To be clear, both deaths are bad—this follows from the deprivation view—so we should save both if we can. But since we can’t in my example, we should save the child, which contradicts “preventing a death is equally important irrespective of age”.
People might worry that the view I’m defending justifies age discrimination. Thankfully, on average, younger deaths are rarer. If young people died at the same rate as old people but of different causes, we’d have more reason to invest in preventing the deaths of young people, but that isn’t the situation. Again, all deaths are tragedies, but the deaths of young people are more tragic.
Strangely, in a separate question, the respondents were asked about acceptable criteria when deciding who should get an expensive treatment. “Nearly three-quarters (294, 71%) of respondents think it is permissible to consider ‘the patient’s expected post-treatment quality and length of life,’” says the study. These answers are incompatible, since they amount to saying “consider length and quality of life” and “don’t consider length and quality of life”.

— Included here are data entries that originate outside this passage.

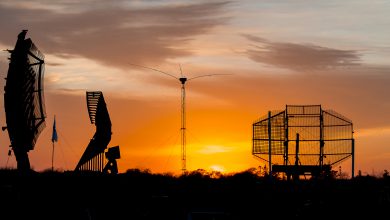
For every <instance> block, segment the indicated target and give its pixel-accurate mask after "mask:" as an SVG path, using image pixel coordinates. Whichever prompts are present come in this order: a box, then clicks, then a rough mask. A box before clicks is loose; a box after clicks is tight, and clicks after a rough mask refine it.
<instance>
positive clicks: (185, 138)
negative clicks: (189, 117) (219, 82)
mask: <svg viewBox="0 0 390 220" xmlns="http://www.w3.org/2000/svg"><path fill="white" fill-rule="evenodd" d="M130 64H131V63H130ZM131 65H134V66H138V67H142V68H146V69H150V70H153V71H156V72H159V73H162V74H165V75H166V76H169V77H172V78H174V79H176V80H179V82H180V84H181V127H180V135H181V170H182V173H183V174H184V173H186V171H187V161H186V160H187V159H186V157H187V156H186V145H187V139H186V87H185V85H186V82H188V81H190V80H194V79H198V78H201V77H207V76H216V75H230V74H206V75H200V76H195V77H192V78H187V77H185V76H184V75H183V71H182V69H181V65H180V77H176V76H174V75H172V74H170V73H167V72H164V71H161V70H158V69H155V68H150V67H147V66H141V65H137V64H131Z"/></svg>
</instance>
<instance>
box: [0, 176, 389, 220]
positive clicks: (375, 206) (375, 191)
mask: <svg viewBox="0 0 390 220" xmlns="http://www.w3.org/2000/svg"><path fill="white" fill-rule="evenodd" d="M0 179H1V182H0V195H1V200H2V205H1V210H2V212H1V213H0V219H71V220H76V219H85V220H87V219H96V220H98V219H99V220H100V219H192V220H195V219H210V220H211V219H240V220H241V219H264V218H265V217H273V218H277V219H281V218H286V219H318V218H319V219H340V218H347V219H352V218H357V217H359V219H361V217H379V216H385V217H386V216H388V210H390V179H389V178H374V177H368V176H365V177H356V178H355V179H353V180H336V179H317V180H304V181H300V182H292V181H290V182H288V181H285V180H275V179H274V180H272V181H270V179H269V178H265V177H260V176H257V175H255V174H253V173H251V172H241V173H236V174H232V175H228V176H220V177H219V178H211V177H210V176H209V175H204V174H202V173H201V172H192V173H189V174H188V175H183V176H180V177H174V176H171V175H163V174H151V173H148V172H141V171H139V170H130V171H128V172H126V173H121V174H118V175H110V174H97V173H77V172H42V173H36V172H31V173H24V174H22V173H19V172H17V171H15V170H1V171H0Z"/></svg>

As the social scientists like to say, more research is necessary to figure out what’s going on here. I hope we get more surveys like this.

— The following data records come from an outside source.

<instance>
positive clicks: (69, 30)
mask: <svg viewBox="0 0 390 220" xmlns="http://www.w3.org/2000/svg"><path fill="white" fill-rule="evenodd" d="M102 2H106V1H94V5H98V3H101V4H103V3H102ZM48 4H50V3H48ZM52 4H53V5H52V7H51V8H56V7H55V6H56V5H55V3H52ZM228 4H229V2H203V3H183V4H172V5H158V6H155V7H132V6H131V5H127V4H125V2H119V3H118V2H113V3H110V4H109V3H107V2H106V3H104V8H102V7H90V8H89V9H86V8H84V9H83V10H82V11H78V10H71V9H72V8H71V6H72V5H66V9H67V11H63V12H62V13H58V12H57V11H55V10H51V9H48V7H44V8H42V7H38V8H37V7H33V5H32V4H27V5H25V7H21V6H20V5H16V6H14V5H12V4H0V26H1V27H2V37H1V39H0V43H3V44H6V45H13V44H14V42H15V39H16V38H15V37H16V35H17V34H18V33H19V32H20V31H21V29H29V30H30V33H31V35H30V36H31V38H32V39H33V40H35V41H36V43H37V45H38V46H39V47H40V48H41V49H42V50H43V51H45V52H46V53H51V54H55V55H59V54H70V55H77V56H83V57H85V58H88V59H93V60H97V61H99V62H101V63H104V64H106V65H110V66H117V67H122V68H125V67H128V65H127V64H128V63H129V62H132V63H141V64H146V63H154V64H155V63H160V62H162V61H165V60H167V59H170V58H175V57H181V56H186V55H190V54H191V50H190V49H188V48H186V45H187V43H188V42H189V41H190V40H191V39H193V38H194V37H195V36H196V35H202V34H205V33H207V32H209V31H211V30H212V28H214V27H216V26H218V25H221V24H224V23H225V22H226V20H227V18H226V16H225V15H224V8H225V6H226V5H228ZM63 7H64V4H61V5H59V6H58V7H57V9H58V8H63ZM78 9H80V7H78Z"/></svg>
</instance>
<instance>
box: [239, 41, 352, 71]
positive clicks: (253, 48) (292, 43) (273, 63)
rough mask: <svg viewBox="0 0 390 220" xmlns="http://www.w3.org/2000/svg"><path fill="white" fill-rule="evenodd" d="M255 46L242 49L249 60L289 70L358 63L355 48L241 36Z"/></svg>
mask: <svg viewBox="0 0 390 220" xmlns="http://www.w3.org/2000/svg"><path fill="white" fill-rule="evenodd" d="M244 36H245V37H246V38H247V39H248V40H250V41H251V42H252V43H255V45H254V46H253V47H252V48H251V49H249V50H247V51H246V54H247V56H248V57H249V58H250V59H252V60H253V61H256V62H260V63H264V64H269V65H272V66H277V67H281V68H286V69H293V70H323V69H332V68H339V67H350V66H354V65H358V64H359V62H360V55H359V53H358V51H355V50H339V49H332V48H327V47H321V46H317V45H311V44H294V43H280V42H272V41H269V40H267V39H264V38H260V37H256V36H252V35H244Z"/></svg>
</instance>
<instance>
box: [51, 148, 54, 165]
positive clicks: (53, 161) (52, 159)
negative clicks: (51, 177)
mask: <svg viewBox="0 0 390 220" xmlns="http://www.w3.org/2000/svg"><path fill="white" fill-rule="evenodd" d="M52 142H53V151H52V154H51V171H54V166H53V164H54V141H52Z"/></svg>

I think people around 20 should be saved in priority. At that age, family and society have invested so much in that individual that him dying is a greater loss since he has not started to give back to society yet.
Maybe the question is understood as "should passport age matter even when you correct for expected future lifespan" (as it kinda often is with things like transplants, which will fail in a couple of years but will extend the life for that time). Then they only negate the justice part while accepting the quality of life part.